No need for formality. It’s my cousin, Megan the librarian, who staggers in with 2 Starbucks coffees, a box of chocolates, a bottle of whisky, and an ARC of the new Donna Leon. Her furnace has broken down, so she’s temporarily living in the mud room.
“Did you bring more blankets?”
She turns up the thermostat. “There’s your answer.”
Although she is not exactly company, we’re not soulmates. We politely played cards, but now we’re in family mode, i.e., ignoring each other. The plan: drink Irish coffee, read light books, and then listen to podcasts. Then sleep for 12 hours or so. Then repeat.
I KNOW YOU’LL WANT TO DUPLICATE OUR WINTER WEEKEND.
THE READING LIST.
PATRICK DENNIS’S Genius (1962). Although Patrick Dennis is best-known for Auntie Mame, a witty novel made into a hilarious movie with Rosalind Russell, his novel Genius is even funnier. In fact, it’s so funny it’s really a humor book.

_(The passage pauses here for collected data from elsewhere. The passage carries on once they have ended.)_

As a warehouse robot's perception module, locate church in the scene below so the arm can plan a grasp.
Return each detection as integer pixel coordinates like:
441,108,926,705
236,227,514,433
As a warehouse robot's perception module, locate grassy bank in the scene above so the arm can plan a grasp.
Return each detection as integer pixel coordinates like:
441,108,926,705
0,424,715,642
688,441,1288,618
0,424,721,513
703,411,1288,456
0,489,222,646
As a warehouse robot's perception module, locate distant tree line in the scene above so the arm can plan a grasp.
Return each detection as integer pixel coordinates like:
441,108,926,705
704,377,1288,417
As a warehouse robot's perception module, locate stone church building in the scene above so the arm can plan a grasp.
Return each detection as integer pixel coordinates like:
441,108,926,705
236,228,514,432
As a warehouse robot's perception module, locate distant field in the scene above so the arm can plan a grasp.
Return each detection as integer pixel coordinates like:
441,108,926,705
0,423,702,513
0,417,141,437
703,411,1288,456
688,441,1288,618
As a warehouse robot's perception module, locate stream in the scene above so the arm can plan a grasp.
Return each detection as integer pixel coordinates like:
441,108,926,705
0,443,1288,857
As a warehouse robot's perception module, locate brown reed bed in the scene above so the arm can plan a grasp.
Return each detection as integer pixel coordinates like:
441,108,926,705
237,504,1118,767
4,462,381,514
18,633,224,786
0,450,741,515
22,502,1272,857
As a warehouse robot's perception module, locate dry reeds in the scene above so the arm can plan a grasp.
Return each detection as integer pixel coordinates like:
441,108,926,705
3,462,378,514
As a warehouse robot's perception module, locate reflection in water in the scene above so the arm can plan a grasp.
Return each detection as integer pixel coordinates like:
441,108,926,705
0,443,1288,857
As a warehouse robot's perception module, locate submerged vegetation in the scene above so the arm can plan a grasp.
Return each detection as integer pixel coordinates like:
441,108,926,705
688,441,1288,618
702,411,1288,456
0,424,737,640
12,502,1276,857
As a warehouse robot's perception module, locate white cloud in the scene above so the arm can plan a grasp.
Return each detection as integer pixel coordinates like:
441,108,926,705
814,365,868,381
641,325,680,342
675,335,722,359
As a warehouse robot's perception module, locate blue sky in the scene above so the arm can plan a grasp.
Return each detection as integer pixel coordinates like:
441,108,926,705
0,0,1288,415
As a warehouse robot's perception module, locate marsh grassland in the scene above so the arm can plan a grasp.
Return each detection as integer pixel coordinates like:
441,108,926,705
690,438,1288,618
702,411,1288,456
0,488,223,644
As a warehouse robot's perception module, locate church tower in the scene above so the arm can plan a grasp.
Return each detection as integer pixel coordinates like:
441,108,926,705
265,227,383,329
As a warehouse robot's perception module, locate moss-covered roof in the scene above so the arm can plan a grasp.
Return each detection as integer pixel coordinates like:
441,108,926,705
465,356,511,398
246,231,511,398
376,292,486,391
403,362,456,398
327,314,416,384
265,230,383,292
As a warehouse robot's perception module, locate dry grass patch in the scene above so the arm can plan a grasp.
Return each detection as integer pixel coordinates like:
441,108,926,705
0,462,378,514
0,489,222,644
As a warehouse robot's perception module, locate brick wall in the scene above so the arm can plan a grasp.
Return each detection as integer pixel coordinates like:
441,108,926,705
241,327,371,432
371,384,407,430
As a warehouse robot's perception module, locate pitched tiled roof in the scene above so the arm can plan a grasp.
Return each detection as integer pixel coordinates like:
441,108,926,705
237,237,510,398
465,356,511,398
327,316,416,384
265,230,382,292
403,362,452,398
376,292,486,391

The narrator is the crusty, witty author himself, wintering in Mexico with his wife, also a writer, who is referred to as “my wife.” They inhabit a huge, eccentrically furnished apartment, which is located in a former convent, in “one of those bogus Spanish colonial establishments in Lumas, where all good revolutionary generals and their mistresses go to retire.”
There are many eccentric characters at Casa Ximenez, including the proprietor, Catalina Ximinez, a middle-aged ex-movie star known for her starring role as an Indian deaf-mute in the art film, Yucatan Girl. And, coincidentally, the washed-up director of Yucatan Girl, Leander Starr, also lives there, supported by his starstruck manservant. Starr cannot return to the U.S., because he is indigent and is on the run from the IRS and his ex-wives. Anyway, the goofy set-up leads to the making of another art film, co-written by Starr and Patrick. Lots of high-jinks!
Patrick also spends two pages, with footnotes, satirizing the commercial fiction in women’s magazines. He keeps procrastinating his writing.
It was a light, frothy piece for a famous women’s service magazine that will buy any piece of fiction, no matter how bad, as long as it’s wholesome and the author’s name is sufficiently well-known to beef up the front cover. They have a something-for-everyone formula that is one hundred percent foolproof. While the ladies in the fiction department put away about a quart of gin apiece at lunch before dashing off to their analysts, the stories they insist on printing are simon pure…. In the nonfiction department, however, anything goes, and the closer to pornography the better.
He gives examples of such titles as “Syphilis in Our Nursery Schools,” “Is Your Daughter a Teen-age Prostitute?”, and “The Orgasm and You.”
I think I’ve read some of those!
ALSO ON THE READING LIST are the “Shouts and Murmurs” humor pieces in our neglected New Yorkers, Cornelia Otis Skinner’s humor book, Nuts in May, E. M. Delafield’s Provincial Lady books, and the new Donna Leon.